René's profile
René Treviño (Baltimore, MD) is an interdisciplinary artist working primarily in painting, fibers and installation. He received his BFA in Fine Arts from the School of Visual Arts (SVA) in 2003 and his MFA from the Maryland Institute College of Art (MICA) in 2005. He has exhibited at the Wadsworth Athenaeum in Hartford, CT; the Baltimore Museum of Art; The Walters Art Museum in Baltimore, MD; White Box in New York, NY; the Delaware Center for Contemporary Art in Wilmington, DE; the Arlington Arts Center in Arlington, VA; and Pentimenti Gallery in Philadelphia, PA. He was awarded a 2009 Baltimore Creative Fund Individual Artist Grant and won the 2009 Trawick Prize and a 2016 Rubys Artists Project Grant. Additionally, he has been an Artist in Residence at the Fine Arts Work Center in Provincetown, MA; AIR Serenbe in Chattahoochee Hills, GA; Creative Alliance in Baltimore, MD; The Studios of Key West in Key West, FL; and the Virginia Center for Creative Arts in Amherst, VA. In 2019 he received a National Endowment for the Arts (NEA) Art Works grant in collaboration with the Old Jail Art Center in Albany, TX. Treviño’s first museum survey took place at the Wellin Museum of Art in Clinton, NY in 2024. His work has been featured in the New York Times, Glasstire, Hyperallergic, Art Papers, Washington Blade, Washington Post, Dallas Observer, and ARTnews. Trevino teaches at Towson University and MICA.
Artist Statement
History is subjective; there are many blurred lines and so much distortion. Context and point of view are very important. One person's hero is another person's villain…it depends on who tells the story. As a gay Mexican-American I am excluded and under-represented by history. My work attempts to make our already complicated history even more complicated. The more layers that I present, the closer I can get to something that might resemble truth.
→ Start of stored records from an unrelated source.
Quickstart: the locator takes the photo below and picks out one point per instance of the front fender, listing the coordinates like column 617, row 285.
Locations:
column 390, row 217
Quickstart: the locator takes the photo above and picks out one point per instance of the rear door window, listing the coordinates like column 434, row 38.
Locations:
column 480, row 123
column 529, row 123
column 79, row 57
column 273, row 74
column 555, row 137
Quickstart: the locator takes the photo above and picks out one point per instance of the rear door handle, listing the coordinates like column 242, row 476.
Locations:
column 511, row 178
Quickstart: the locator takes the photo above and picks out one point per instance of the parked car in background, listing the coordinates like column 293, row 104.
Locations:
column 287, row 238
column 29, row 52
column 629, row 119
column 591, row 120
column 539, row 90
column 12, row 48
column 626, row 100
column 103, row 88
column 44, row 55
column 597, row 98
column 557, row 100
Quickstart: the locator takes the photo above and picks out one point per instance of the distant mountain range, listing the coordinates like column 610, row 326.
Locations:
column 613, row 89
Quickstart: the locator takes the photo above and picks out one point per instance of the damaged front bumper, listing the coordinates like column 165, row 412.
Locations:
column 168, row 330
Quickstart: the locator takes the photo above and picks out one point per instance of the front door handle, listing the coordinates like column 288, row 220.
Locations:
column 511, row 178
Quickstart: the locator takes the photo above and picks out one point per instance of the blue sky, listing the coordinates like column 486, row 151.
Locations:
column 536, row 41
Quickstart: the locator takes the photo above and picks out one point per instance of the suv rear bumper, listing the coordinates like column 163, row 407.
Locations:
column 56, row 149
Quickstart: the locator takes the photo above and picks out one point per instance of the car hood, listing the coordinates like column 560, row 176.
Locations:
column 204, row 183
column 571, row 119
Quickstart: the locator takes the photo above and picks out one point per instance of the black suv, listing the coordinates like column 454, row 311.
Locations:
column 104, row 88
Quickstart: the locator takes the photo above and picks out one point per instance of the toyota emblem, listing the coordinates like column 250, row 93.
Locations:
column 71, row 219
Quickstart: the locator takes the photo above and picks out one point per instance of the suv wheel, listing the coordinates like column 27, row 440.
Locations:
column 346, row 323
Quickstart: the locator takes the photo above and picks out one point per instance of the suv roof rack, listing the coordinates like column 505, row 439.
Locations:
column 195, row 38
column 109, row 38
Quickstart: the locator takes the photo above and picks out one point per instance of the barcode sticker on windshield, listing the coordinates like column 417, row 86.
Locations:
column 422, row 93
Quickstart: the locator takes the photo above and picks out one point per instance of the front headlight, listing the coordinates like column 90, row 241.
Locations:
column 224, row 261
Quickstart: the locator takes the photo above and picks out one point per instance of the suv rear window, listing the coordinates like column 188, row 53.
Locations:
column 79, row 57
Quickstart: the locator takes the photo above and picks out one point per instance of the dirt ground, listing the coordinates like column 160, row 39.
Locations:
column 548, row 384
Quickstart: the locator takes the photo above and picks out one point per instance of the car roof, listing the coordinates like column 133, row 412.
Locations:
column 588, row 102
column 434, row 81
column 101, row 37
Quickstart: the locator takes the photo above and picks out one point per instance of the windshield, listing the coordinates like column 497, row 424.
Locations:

I combine imagery from ancient Mexican codices and pre-Hispanic sculptural objects with popular culture references such as NASA space images, Wonder Woman, and Oreo cookies to create a new, queer world that speaks to the future as well as our past. The work is hand-painted/handmade and meticulous, the labor of the work speaks to the generational labor of my Mexican forebearers.
Throughout my work are themes of identity; I am interested in challenging traditional ideas of race, love, history, and sexuality. I feel compelled to make thoughtful and beautiful work that confronts societal assumptions and gives new insight into our human experience. My artwork addresses a personal quest for heroism and bravery as well as a need to define my place in the world.